The sightings started December 5th, 1948. Two aircraft crews, one civilian, one military, both reported seeing a bright green ball of fire moving west to east over New Mexico. One pilot said it came straight at his plane, made him swerve to avoid it. He described it like painting a softball with fluorescent green paint and throwing it at your face as hard as possible. December 6th, another sighting. December 7th, 8th, 11th, 13th, 14th, 20th, 28th. Every few days, sometimes multiple times a night. And here's what scared everyone, they were all concentrated around Los Alamos Scientific Laboratory and Sandia Base. Our atomic weapons facilities. Where we were designing the hydrogen bomb. The Air Force brought in Dr. Lincoln Mitchell from the University of New Mexico. Meteor specialist, founded their Institute of Meteoritics. He interviewed over a hundred witnesses. Plotted trajectories. Searched for impact sites. Found nothing. No meteor fragments, no debris, no craters. And here's the thing, meteors don't change direction mid-flight.

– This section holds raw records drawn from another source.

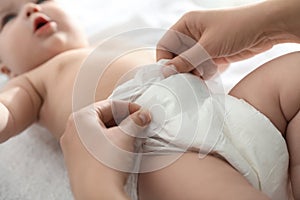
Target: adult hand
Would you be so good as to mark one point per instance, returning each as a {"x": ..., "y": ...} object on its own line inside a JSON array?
[
  {"x": 107, "y": 130},
  {"x": 225, "y": 35}
]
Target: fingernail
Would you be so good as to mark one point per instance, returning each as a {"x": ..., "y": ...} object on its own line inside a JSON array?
[
  {"x": 169, "y": 70},
  {"x": 144, "y": 116}
]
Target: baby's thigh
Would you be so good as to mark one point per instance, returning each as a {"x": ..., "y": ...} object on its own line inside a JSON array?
[
  {"x": 193, "y": 178},
  {"x": 273, "y": 89}
]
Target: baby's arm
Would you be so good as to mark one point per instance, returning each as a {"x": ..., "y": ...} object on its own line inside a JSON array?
[
  {"x": 293, "y": 140},
  {"x": 19, "y": 106}
]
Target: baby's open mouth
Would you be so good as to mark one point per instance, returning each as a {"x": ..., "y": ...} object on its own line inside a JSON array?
[{"x": 39, "y": 22}]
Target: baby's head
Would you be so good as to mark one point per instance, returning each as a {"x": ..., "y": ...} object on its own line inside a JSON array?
[{"x": 34, "y": 31}]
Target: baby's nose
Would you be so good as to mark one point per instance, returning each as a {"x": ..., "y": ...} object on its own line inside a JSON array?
[{"x": 31, "y": 8}]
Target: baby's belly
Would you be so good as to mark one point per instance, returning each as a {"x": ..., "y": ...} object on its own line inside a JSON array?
[{"x": 62, "y": 99}]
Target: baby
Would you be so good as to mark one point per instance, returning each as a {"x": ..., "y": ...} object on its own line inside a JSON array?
[{"x": 42, "y": 50}]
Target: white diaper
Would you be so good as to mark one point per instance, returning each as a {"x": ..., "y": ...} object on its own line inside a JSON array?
[{"x": 186, "y": 116}]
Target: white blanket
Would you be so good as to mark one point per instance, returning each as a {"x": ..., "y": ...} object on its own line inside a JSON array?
[{"x": 31, "y": 164}]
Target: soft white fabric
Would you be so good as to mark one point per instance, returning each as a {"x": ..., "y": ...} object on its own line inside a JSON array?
[
  {"x": 31, "y": 164},
  {"x": 187, "y": 116}
]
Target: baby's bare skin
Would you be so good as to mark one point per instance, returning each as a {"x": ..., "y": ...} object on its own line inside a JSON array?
[{"x": 51, "y": 85}]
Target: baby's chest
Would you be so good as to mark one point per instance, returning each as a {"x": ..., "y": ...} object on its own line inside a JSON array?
[{"x": 57, "y": 101}]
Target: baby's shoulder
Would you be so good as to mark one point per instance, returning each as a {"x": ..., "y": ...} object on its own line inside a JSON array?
[{"x": 44, "y": 75}]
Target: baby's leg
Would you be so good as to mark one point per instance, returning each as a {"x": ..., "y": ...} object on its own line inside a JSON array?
[
  {"x": 273, "y": 89},
  {"x": 193, "y": 178}
]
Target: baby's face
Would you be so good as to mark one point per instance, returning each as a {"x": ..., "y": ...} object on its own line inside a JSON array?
[{"x": 32, "y": 32}]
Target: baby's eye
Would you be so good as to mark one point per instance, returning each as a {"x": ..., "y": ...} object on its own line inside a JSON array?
[
  {"x": 40, "y": 1},
  {"x": 7, "y": 18}
]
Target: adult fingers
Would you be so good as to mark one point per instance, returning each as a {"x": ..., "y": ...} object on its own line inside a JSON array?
[{"x": 195, "y": 59}]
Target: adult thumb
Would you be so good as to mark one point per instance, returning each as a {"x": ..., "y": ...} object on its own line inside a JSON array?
[{"x": 135, "y": 124}]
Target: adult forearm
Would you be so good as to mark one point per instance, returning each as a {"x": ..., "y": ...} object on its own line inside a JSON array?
[{"x": 282, "y": 22}]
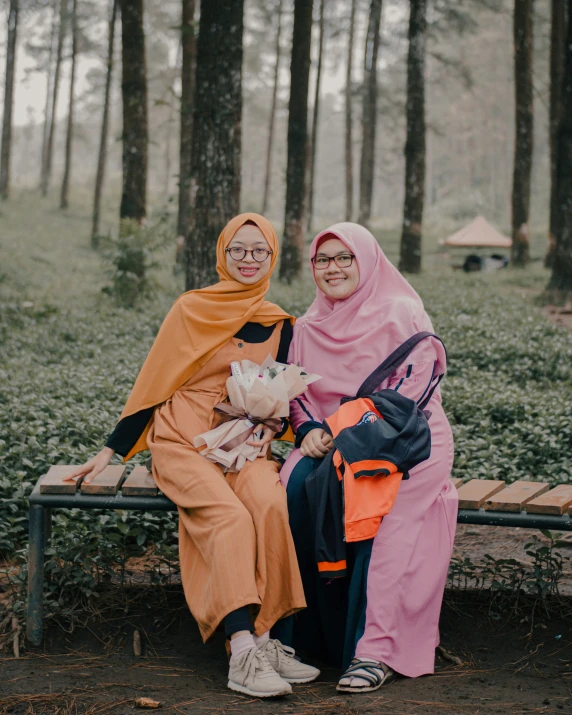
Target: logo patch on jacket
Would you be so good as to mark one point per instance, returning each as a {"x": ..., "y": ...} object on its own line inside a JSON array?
[{"x": 368, "y": 418}]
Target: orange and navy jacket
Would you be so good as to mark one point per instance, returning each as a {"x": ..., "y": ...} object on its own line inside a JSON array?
[{"x": 378, "y": 439}]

December 20th, 1948, that's when Dr. Mitchell wrote his classified letter to the Air Force. I found a copy in the files. He stated flat out that the objects moved too slowly to be meteors, left no trail of sparks or dust, and followed horizontal trajectories. Meteors fall, they don't fly level. On December 12th he'd personally observed one that was also visible from Los Alamos, let him triangulate the path. It went directly over Los Alamos. Eight to ten miles altitude, no sound, intense lime-green color. January 13th, 1949, the Director of Army Intelligence from Fourth Army Headquarters in Texas sent a memo. I remember the exact wording because I copied it down. The green fireballs might be 'the result of radiological warfare experiments by a foreign power' and were 'of such great importance, especially as they are occurring in the vicinity of sensitive installations' that a scientific board should study them. They were afraid the Soviets were testing some kind of reconnaissance device over our nuclear labs. February 16th, 1949, they held a conference at Los Alamos. Dr. Edward Strauss was there, the hydrogen bomb physicist. Dr. Jonathan Kramer, upper atmosphere expert. Military brass, Project Sign personnel, and Dr. Mitchell. The meeting transcript exists. They couldn't agree on what the fireballs were, but everybody agreed they were real. Too many credible witnesses. Pilots, scientists, intelligence officers, all describing the same thing.